A conexão entre as duas histórias não foi construída apenas pela coincidência temporal. Mas pelo elo invisível e devastador que une mulheres marcadas pela violência sexual e pelo abandono emocional que frequentemente vem depois dela.
Ao comentar o caso, Gisela citou a repercussão do relato feito nas redes sociais pela cantora e compositora cuiabana Meire Pinheiro, que lamentou publicamente a morte de Vanessa. Em publicação emocionante, Meire relembrou a participação de Vanessa no projeto audiovisual “Viver Cultura”, realizado por meio da Lei Paulo Gustavo, ocasião em que a artista revelou ter sido vítima de estupro cometido por um padre, posteriormente preso sob acusações de abusos contra centenas de crianças.
Segundo relatos de pessoas próximas, Vanessa jamais conseguiu se libertar completamente das marcas emocionais deixadas pela violência sofrida na infância. As cicatrizes atravessaram décadas, afetaram sua saúde mental e, silenciosamente, corroeram sua relação com a própria vida.
Para Gisela, faz-se necessário ampliar o debate sobre as graves sequelas que o estupro deixa na vida de uma pessoa. Sobretudo, quando se observa o crescimento dos movimentos extremistas conhecidos como Red Pill que têm dado sinais claros de infiltração também dentro de ambientes universitários de Mato Grosso.
“Estamos falando de um trauma psicológico que destrói sonhos, destrói a saúde mental e, muitas vezes, destrói inteiramente o projeto de vida de uma pessoa.

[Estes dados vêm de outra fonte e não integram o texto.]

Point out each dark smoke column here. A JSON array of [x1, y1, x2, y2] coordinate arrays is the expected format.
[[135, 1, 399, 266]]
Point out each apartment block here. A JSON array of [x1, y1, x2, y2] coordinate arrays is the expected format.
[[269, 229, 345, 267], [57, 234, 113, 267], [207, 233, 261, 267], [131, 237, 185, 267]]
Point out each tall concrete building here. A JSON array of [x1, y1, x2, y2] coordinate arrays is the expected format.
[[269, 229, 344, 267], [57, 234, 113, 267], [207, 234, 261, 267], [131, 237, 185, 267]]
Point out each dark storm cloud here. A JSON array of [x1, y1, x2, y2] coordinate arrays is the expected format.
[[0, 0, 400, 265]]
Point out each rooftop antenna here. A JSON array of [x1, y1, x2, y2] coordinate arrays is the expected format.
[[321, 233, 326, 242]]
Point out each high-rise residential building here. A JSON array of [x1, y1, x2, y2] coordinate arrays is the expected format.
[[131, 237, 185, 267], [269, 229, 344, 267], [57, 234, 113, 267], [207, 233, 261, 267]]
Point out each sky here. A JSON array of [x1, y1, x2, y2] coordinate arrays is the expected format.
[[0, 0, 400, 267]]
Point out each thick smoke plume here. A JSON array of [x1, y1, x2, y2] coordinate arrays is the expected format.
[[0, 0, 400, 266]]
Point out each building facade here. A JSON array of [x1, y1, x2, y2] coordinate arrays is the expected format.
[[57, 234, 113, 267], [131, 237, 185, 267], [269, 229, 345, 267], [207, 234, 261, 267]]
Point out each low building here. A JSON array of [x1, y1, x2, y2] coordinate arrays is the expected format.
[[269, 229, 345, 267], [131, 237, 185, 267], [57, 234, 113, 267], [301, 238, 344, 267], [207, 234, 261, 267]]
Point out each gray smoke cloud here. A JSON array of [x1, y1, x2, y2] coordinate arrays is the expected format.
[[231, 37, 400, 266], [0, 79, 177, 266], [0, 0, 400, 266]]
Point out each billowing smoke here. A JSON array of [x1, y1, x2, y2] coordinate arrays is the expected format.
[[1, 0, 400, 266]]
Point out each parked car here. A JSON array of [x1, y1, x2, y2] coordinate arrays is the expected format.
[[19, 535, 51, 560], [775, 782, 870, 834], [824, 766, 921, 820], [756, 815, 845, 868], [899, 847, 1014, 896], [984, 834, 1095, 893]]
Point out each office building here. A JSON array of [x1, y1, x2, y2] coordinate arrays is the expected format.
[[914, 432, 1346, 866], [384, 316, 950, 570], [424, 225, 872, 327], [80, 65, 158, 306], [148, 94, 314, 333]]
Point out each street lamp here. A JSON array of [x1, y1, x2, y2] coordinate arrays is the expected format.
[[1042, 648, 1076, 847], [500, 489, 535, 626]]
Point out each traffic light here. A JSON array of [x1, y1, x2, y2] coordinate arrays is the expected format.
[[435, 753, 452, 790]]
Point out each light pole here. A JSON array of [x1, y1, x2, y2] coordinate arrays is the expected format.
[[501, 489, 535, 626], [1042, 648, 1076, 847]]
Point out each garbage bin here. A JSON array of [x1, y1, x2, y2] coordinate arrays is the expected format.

O estupro não termina no ato. Ele continua vivendo dentro da vítima por anos, às vezes pela vida inteira. Por isso precisamos deslocar o debate do terreno superficial das redes sociais para uma discussão muito mais profunda e mostrar uma sociedade que ainda insiste em minimizar violências que podem acompanhar mulheres até o fim da vida, inclusive, fazê-las desistir dela”.
Para a parlamentar, episódios como o da UFMT demonstram que Mato Grosso precisa enfrentar de forma mais séria o avanço de discursos misóginos que se espalham pelas redes sociais e passam a influenciar comportamentos concretos no cotidiano. “Quando o ódio às mulheres deixa a internet, entra nas universidades, e se alastra no tecido social, temos obrigação de reagir.”